A similar perspective shaped Catholic teachings about suicide. St. Augustine of Hippo, an early Christian bishop and philosopher, wrote that “he who kills himself is a homicide.” In fact, according the Catechism of St. Pius X, an early 20th-century compendium of Catholic beliefs, someone who died by suicide should be denied Christian burial – a prohibition that is no longer observed.
The Italian poet Dante Aligheri, in “The Inferno,” extrapolated from traditional Catholic beliefs and placed those who had committed the sin of suicide on the seventh level of hell, where they exist in the form of trees that painfully bleed when cut or pruned.
According to traditional Islamic understandings, the fate of those who die by suicide is similarly dreadful. Hadiths, or sayings, attributed to the Prophet Muhammad warn Muslims against committing suicide. The hadiths say that those who kill themselves suffer hellfire. And in hell, they will continue to inflict pain on themselves, according to the method of their suicide.
In Hinduism, suicide is referred to by the Sanskrit word “atmahatya,” literally meaning “soul-murder.” “Soul-murder” is said to produce a string of karmic reactions that prevent the soul from obtaining liberation. In fact, Indian folklore has numerous stories about those who commit suicide. According to the Hindu philosophy of birth and rebirth, in not being reincarnated, souls linger on the earth, and at times, trouble the living.
Buddhism also prohibits suicide, or aiding and abetting the act, because such self-harm causes more suffering rather than alleviating it. And most basically, suicide violates a fundamental Buddhist moral precept: to abstain from taking life.
While many religions have traditionally prohibited suicide when motivated by despair, certain forms of suicide, for the community or for a greater good, are permitted, and at times, even celebrated.
In his classic work “On Suicide,” French sociologist Emile Durkheim used the term “altruistic suicide” to describe the act of killing oneself in the service of a higher principle or the greater community. And consciously sacrificing one’s life for God, or for other religious ends, has historically been the most prominent form of “altruistic suicide.”
Recently, Pope Francis has added another category for sainthood, that of giving up one’s life for another, called “oblatio vitae.” Of course, both Christianity and Islam have strong conceptions of martyrdom, which also extend to intentionally giving one’s life in battle. For example, the Crusader Hugh the Insane self-destructively leapt out of the tower of a besieged castle in order to crush and kill Turkish soldiers below.
Buddhist monks have burned themselves to death, most famously in Vietnam, but also in Tibet, to draw attention to violence and oppression. And within Hinduism, there is a tradition of ascetics fasting to death after they gained enlightenment. Then there are the ancient Hindu traditions of “sati”, where the wife dies on her husband’s funeral pyre, and “jauhar”, the ritual self-immolation of an entire community of women when they were certain of defeat in war and consequent enslavement.
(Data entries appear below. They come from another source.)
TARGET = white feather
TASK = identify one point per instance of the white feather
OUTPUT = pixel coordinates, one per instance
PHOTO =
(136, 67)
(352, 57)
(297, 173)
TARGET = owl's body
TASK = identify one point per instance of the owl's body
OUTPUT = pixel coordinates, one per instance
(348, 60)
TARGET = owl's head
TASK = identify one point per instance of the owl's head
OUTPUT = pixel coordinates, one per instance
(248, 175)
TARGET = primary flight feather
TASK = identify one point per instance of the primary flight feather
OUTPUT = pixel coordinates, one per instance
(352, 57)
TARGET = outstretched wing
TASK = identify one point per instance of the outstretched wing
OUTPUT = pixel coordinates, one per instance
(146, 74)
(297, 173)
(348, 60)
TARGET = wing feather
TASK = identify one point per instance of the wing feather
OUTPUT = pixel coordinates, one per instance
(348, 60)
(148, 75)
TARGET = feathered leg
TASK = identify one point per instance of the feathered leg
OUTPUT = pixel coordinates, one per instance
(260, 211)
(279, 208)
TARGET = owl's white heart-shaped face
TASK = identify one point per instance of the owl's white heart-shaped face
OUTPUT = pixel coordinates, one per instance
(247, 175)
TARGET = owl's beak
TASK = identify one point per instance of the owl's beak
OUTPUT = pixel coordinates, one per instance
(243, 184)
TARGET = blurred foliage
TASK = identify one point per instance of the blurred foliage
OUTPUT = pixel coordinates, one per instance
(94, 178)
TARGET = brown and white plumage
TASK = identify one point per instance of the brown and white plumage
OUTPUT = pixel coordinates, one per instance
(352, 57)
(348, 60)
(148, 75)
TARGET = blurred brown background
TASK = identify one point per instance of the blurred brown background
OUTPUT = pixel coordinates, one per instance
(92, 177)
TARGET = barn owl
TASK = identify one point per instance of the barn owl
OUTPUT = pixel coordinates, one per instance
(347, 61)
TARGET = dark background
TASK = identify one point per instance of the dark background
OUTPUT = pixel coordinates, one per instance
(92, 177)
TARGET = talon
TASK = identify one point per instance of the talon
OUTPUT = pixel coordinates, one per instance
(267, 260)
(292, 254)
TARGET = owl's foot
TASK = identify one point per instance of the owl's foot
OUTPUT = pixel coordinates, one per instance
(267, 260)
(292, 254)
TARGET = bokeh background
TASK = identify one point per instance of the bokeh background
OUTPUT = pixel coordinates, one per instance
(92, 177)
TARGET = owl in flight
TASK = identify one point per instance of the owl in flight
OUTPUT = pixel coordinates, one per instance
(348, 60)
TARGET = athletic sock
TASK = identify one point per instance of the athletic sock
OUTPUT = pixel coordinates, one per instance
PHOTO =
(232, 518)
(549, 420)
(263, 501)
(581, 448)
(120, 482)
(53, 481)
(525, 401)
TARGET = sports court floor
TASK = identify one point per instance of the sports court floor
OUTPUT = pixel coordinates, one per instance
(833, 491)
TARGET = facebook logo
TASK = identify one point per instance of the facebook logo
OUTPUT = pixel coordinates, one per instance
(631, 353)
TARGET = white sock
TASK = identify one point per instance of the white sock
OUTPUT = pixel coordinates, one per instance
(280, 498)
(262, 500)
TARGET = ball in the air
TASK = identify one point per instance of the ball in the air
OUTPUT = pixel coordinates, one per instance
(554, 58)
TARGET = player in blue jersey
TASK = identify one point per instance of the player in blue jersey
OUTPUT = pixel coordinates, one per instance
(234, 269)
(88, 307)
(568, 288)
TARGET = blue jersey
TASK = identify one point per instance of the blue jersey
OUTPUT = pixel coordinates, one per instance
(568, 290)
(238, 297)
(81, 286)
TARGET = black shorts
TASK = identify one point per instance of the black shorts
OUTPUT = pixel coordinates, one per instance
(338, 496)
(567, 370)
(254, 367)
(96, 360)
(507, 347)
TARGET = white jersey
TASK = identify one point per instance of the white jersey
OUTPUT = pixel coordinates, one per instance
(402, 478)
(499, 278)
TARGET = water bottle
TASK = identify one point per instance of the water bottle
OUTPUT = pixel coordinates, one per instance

What unifies all these examples is the idea that there are principles or goals that are more important than life itself. And so, self-sacrifice is not suicide: letting go of life because of faith is different, from letting go of life because of lack of hope.
While striving to emphasizing the sacredness of life, it’s most certainly the case that traditional religious prohibitions against suicide provide little comfort to those who contemplate taking their own life, not to mention to the loved ones who will be left behind.
The good news is that today, there are more and more resources for talking about and preventing suicide. In particular, world religions have become more sympathetic and nuanced in their understanding. Jews, Catholics, Muslims, Buddhists and Hindus have all established extensive outreach programs to those who suffer from suicidal thoughts.
Such efforts recognize that God especially loves those who suffer in the darkness of depression. Suicide then is not an act that calls for divine punishment, but an all-too-common threat that calls us to reaffirm hope in life as a precious gift given by God.